Son las 7.00 horas. Suena el despertador y, aunque me siento como si hubiese dormido tan solo un par de horas, lo cierto es que han sido seis las que mi cuerpo ha descansado. Pero no son suficientes en la época del año en la que cosechamos casi todo y sembramos la mitad: la primavera.
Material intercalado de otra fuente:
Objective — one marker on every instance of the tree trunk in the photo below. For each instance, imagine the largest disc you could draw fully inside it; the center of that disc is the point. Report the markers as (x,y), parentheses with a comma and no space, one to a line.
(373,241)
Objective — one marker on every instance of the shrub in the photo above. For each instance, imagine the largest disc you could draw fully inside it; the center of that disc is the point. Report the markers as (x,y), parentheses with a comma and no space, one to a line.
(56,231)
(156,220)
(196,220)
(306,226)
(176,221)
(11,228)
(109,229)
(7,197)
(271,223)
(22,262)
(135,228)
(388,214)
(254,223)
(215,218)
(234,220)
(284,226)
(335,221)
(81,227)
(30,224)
Con el cansancio acumulado durante tantos días de extenuante trabajo, arranca una jornada más. Comienzo ayudando en los cuidados de la persona dependiente que tenemos en casa: aseo, desayuno y, con el tiempo justo, cuatro afectuosas palabras. Debido a la cuarentena, este año los niños no tienen que ir al cole y aún duermen, así que mi solitario y frugal desayuno no se prolonga más de seis minutos. Inicio las tareas de la granja: ordeño, limpio y desinfecto los espacios comunes, como la lechería, donde el lechero entra diariamente a recoger este maravilloso alimento. Preparo la comida de las novillas y las terneras y, casi sin darme cuenta, ya son las 10.30 horas. Llevo las vacas al prado en el que pastarán el resto del día y, al regresar, me subo al tractor, pues toca ensilar la hierba.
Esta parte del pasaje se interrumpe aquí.